Alega o autor que, em meados de 2006, passava por dificuldades financeiras e começou a frequentar a igreja. Afirma que, por ser pessoa simples, de condição financeira precária e estar debilitado emocionalmente, era facilmente manipulado e ludibriado pelos pastores.
No ano de 2009, passou a participar das chamadas Fogueiras Santas, onde teve que realizar inúmeras doações em dinheiro para buscar a fé perfeita e seu encontro com Deus, e, sob forte pressão psicológica, doou seu único bem: um veículo Gol 1.0, 2007/2008. Conta o apelante que naquela oportunidade, como forma de compensação ou deboche, recebeu uma chave de um carro importado, que segundo os pastores, seria o que Deus iria lhe dar em troca.
C.R de P. era comerciante e tinha um pequeno restaurante, em um prédio alugado, e, por meio de financiamento, adquiriu o veículo para entregar marmitas e comprar mercadorias. Não possuía outros bens ou reservas. Alega que, em razão da lavagem cerebral a que foi submetido, entregou o único veículo que dava suporte a sua atividade financeira, na época em que passava por dificuldades.

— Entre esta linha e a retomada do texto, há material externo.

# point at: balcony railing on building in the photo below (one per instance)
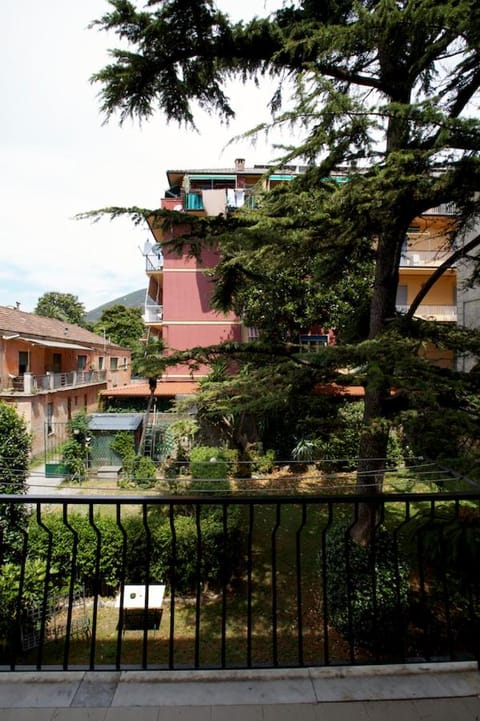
(445, 313)
(29, 383)
(427, 258)
(153, 313)
(247, 581)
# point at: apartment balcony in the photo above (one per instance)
(193, 201)
(445, 313)
(153, 314)
(423, 258)
(442, 209)
(257, 581)
(30, 384)
(153, 262)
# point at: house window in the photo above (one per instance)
(313, 343)
(402, 294)
(57, 362)
(22, 362)
(50, 418)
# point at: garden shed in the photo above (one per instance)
(103, 427)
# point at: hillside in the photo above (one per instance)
(136, 299)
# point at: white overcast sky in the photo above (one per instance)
(57, 158)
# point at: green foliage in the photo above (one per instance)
(33, 589)
(370, 93)
(79, 559)
(62, 306)
(75, 450)
(15, 445)
(122, 325)
(157, 552)
(144, 472)
(123, 445)
(367, 590)
(262, 462)
(209, 468)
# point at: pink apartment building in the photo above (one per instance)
(177, 305)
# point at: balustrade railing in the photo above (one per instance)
(29, 383)
(194, 582)
(446, 313)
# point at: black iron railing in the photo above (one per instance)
(238, 582)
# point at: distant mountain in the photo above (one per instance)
(131, 300)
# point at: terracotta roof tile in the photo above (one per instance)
(13, 320)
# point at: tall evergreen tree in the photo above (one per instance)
(384, 88)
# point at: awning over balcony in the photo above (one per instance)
(53, 343)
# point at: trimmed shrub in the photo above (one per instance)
(209, 468)
(367, 590)
(76, 551)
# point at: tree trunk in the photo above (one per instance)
(374, 438)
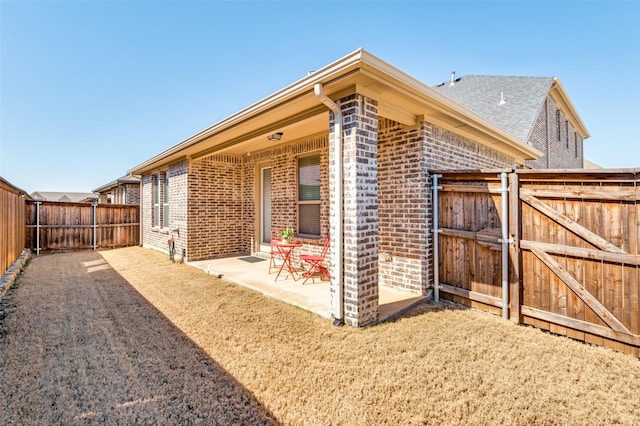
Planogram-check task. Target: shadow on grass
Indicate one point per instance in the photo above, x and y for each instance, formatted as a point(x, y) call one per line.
point(83, 346)
point(426, 306)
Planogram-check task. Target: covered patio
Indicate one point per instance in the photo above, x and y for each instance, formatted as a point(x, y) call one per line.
point(314, 296)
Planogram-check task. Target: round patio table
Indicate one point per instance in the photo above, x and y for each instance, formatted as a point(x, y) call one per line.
point(286, 250)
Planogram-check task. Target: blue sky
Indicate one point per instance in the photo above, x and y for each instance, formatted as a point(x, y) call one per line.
point(89, 89)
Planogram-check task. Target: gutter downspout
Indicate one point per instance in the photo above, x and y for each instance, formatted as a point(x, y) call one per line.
point(436, 243)
point(337, 235)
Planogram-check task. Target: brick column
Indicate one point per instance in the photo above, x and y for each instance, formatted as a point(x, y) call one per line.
point(360, 204)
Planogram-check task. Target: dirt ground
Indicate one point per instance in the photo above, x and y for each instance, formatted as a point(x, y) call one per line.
point(140, 340)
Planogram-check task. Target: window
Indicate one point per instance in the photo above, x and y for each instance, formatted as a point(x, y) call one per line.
point(155, 200)
point(165, 202)
point(309, 196)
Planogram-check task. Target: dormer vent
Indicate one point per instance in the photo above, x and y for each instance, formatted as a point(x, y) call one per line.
point(502, 101)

Afirma o autor que houve abuso de direito para a doação, mediante coação moral, e que o ato de disposição do bem fora relevante para o declínio da situação financeira, pois passou a não ter mais condições de suportar nem mesmo as despesas mais elementares, sobrevindo a falência do restaurante e o despejo do autor.
Para o Des. Sideni Soncini Pimentel, autor do voto condutor do acórdão, as provas dos autos demonstram que o autor não só participava dos cultos da referida igreja como também era fiel fervoroso, extremamente centrado nos ensinamentos da congregação, chegando a exceder em razão das suas convicções religiosas.
“Levando em consideração o grau de comprometimento que possuía com a igreja, certamente o maior temor era não só a desaprovação Divina e sua ira como também da própria igreja. Daí que, psicologicamente, a doação passa a ser dever e não liberalidade”, escreveu em seu voto.
No entender do desembargador, das alegações trazidas pelo autor, bem como documentos juntados, e considerando a forma de agir da igreja ré, largamente difundida nos meios de comunicação, vê-se que certamente, além da coação, o autor foi induzido ao erro substancial, ao acreditar que a doação de seu veículo à igreja poderia resolver seus problemas financeiros, baseados na confiança depositada das palavras do pastor naquele momento.
O magistrado destacou ainda que o critério subjetivo da fé não pode servir como escusa para manutenção de práticas que visam coagir e induzir em erro pessoas geralmente ingênuas, fazendo com que doem dinheiro ou bens necessários à subsistência e que, a rigor, não seriam suscetíveis de doação para garantir vida eterna no céu ou bens materiais ainda neste mundo.
“Diante disso, considerando que o apelante fora vítima de coação moral e erro substancial que o levou a acreditar que ao doar seu único veículo à igreja receberia a benção financeira desejada, representada por um veículo importado, declaro a nulidade da doação e a igreja deverá proceder à restituição do valor equivalente R$ 23.000,00”.